Streiflichter aus der Hirschhorner Geschichte präsentierte zum Schluss Dr. Rüdiger Lenz, der Leiter des Eberbacher Archivverbunds. Dem gehört neben Hirschhorn auch Neckarsteinach an. Er startete mit Beginn der Herrschaft der Hirschhorner Ritter und leuchtete einige markante Punkte in der Stadtgeschichte aus. Entsprechende Originalurkunden lassen sich im Archiv finden, die Lenz mit einer Powerpoint-Präsentation den Bürgern zeigte. Neben der sukzessiven Ausdehnung der Stadt und der Geschichte der Stadttore war auch die Rolle Hirschhorns während der badischen Revolution ein Thema.
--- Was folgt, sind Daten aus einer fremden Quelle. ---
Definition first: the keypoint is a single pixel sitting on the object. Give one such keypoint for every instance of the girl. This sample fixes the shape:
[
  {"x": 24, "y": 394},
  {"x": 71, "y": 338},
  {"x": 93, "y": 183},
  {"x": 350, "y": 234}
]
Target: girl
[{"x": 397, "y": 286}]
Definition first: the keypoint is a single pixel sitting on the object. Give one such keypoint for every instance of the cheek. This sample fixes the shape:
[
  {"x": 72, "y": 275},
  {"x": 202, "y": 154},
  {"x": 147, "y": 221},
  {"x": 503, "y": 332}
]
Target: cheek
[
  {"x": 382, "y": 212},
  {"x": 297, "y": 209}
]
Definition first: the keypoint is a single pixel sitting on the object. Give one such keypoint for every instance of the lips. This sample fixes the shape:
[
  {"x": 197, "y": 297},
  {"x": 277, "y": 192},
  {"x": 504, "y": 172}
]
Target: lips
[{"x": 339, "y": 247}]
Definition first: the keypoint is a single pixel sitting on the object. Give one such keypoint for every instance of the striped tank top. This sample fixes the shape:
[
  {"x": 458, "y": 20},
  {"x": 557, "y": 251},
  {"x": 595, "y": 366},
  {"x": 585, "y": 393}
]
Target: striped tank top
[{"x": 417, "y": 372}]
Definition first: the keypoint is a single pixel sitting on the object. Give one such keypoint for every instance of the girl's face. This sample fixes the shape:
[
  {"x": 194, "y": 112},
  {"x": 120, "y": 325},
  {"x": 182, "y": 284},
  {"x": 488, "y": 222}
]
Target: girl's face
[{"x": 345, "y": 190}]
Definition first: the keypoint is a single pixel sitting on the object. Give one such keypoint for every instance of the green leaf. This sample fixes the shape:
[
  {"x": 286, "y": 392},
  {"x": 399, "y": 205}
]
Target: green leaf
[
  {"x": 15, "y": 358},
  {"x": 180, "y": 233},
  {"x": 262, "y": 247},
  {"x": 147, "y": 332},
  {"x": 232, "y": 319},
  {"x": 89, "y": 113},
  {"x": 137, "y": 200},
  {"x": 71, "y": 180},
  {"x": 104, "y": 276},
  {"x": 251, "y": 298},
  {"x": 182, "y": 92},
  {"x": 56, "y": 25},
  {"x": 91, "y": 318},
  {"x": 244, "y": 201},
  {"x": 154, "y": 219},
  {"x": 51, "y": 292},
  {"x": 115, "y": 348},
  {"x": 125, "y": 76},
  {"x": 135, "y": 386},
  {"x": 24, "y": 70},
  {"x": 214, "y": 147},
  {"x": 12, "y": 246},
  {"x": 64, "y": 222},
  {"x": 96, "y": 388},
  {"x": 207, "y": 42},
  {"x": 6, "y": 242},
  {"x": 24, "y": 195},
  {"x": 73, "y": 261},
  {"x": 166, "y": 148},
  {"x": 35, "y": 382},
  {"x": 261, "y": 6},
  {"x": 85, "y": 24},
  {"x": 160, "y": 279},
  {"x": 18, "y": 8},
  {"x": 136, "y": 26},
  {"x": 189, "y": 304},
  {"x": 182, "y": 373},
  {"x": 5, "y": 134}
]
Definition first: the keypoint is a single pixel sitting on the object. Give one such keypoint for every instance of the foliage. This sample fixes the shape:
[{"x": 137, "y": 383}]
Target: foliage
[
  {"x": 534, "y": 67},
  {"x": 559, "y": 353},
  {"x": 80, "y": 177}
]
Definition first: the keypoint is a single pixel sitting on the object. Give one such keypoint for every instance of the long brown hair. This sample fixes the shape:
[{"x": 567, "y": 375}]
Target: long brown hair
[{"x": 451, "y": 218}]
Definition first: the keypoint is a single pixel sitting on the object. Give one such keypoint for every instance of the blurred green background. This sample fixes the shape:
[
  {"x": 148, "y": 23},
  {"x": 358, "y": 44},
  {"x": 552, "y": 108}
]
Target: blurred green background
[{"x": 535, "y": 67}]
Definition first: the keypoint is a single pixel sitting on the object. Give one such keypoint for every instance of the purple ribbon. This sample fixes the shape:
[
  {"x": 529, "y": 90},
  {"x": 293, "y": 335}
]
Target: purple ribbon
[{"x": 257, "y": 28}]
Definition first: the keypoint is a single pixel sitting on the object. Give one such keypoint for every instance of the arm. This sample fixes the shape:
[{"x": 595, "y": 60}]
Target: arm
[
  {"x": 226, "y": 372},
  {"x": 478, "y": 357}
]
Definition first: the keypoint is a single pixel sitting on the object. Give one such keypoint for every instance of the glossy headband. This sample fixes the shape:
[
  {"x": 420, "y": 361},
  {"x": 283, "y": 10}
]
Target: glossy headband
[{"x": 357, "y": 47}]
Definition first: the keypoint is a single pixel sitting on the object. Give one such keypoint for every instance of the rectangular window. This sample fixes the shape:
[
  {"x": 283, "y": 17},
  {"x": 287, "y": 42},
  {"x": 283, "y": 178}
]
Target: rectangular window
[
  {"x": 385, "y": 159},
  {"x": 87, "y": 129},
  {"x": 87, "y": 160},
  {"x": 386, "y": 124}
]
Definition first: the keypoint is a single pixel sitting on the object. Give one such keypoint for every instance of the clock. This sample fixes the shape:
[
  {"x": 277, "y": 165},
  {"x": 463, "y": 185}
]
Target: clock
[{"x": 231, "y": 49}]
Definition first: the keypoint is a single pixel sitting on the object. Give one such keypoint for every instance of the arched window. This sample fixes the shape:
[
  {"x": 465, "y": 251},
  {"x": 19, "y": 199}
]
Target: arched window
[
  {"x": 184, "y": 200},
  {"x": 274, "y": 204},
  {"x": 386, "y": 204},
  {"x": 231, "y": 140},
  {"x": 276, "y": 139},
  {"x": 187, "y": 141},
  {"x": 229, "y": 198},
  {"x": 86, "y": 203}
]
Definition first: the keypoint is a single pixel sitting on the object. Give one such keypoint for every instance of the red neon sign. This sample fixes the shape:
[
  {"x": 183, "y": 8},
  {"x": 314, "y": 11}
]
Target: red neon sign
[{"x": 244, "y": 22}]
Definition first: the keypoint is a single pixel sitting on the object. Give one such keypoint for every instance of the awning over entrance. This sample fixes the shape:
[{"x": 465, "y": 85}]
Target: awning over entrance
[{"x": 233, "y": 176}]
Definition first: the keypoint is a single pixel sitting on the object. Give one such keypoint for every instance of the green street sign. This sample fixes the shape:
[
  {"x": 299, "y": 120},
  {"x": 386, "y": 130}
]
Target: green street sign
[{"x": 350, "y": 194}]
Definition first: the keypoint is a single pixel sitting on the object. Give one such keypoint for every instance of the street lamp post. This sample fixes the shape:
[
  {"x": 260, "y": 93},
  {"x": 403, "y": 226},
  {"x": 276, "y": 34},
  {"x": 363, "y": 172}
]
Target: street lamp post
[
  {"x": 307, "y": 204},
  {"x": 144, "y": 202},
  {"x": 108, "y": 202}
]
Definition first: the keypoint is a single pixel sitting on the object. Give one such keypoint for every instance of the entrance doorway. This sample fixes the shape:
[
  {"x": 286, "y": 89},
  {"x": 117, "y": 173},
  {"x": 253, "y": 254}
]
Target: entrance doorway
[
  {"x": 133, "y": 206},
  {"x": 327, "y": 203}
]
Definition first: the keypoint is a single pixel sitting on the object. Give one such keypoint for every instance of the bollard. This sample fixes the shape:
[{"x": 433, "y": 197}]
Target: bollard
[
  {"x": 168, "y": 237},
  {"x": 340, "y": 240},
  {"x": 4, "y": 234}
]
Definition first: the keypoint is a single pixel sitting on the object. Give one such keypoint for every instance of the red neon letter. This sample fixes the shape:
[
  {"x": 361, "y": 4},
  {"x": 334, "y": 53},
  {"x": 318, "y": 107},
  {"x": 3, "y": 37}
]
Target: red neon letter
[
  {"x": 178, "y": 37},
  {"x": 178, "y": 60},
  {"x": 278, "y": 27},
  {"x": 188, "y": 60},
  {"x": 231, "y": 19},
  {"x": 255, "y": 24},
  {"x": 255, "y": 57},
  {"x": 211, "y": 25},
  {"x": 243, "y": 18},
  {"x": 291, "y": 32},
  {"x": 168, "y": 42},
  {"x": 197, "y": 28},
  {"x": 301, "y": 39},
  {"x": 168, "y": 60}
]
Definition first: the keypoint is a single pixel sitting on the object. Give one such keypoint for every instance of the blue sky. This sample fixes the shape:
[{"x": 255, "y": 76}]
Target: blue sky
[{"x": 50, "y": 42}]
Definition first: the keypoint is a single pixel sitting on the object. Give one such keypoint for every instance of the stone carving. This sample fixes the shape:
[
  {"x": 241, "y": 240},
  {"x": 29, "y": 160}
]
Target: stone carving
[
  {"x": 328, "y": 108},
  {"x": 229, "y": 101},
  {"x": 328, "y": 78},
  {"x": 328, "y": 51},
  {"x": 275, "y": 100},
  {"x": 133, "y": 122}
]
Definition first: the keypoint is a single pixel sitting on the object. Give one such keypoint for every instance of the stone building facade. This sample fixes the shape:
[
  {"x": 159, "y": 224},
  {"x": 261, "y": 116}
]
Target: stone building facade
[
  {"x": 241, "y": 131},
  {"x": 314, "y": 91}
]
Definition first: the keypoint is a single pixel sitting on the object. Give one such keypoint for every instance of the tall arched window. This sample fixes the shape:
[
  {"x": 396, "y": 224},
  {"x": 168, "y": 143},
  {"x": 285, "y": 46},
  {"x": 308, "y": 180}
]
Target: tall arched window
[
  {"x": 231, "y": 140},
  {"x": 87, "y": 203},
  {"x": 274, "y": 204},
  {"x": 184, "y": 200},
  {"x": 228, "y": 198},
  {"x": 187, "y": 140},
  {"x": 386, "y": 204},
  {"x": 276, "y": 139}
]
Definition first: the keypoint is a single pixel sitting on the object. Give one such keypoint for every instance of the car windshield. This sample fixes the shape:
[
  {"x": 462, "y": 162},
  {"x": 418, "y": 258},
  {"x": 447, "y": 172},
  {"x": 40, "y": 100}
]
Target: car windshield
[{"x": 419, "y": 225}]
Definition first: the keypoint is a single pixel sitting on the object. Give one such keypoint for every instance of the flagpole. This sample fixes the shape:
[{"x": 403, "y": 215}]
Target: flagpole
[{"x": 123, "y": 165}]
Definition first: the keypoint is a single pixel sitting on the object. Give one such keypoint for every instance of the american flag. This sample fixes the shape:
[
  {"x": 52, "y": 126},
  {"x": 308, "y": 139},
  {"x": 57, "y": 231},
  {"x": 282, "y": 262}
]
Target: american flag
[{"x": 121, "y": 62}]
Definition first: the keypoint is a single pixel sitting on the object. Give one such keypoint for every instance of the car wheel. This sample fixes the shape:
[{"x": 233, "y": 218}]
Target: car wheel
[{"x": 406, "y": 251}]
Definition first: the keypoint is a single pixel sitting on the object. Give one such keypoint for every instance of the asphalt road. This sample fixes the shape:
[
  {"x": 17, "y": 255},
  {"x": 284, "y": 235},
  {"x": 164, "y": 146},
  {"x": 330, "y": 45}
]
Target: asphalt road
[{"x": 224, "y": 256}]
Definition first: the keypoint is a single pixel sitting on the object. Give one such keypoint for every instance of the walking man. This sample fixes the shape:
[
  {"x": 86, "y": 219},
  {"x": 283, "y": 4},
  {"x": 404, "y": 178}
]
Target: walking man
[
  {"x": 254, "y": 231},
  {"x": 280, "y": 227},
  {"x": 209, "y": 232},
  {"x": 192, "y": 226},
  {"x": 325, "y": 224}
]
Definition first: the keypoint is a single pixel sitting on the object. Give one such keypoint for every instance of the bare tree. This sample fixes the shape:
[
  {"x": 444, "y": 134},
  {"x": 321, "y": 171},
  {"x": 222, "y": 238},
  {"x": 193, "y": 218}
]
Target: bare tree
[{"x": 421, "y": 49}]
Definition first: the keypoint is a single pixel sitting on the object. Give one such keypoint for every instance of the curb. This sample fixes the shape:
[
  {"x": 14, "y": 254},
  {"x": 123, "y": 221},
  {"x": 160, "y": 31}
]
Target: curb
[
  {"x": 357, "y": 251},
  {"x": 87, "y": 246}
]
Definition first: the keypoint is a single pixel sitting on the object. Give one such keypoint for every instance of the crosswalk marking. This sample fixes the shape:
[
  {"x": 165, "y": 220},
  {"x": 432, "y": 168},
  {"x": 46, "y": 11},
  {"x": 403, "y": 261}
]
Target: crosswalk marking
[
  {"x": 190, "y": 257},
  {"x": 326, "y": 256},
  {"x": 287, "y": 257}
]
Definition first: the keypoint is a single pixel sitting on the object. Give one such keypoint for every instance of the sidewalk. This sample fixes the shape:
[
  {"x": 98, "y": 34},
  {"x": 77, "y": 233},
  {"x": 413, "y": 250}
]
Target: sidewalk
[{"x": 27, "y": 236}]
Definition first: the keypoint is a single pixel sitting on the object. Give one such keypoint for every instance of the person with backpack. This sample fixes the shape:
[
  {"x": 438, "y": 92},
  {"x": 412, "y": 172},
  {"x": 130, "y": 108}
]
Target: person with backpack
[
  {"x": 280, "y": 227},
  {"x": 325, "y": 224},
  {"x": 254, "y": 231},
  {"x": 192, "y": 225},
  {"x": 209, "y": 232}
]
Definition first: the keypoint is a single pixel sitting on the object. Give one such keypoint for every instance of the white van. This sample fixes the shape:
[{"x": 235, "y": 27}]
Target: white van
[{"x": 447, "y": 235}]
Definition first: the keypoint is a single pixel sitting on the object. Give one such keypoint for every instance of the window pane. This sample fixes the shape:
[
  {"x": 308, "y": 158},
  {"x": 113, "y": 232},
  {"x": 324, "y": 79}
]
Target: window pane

Abgerundet wurde sein Vortrag mit einem Blick auf die Lebensgrundlage der Bevölkerung, etwa durch die Arbeit in Sandsteinbrüchen.

Eröffnet worden war der Abend durch den stellvertretenden Stadtverordneten-Vorsteher Martin Hölz, der die erkrankte Vorsteherin Katharina Korner vertrat. Rektorin Christel Herrmann von der Neckartalschule, in deren Turnhalle der Neujahrsempfang stattfand, nutzte die Gelegenheit, die Bildungseinrichtung kurz vorzustellen. Musikalisch untermalt wurde die Veranstaltung von den „Hirschhorner Vielharmonikern“, Richard Köhler und Ulrich Spiegelberg.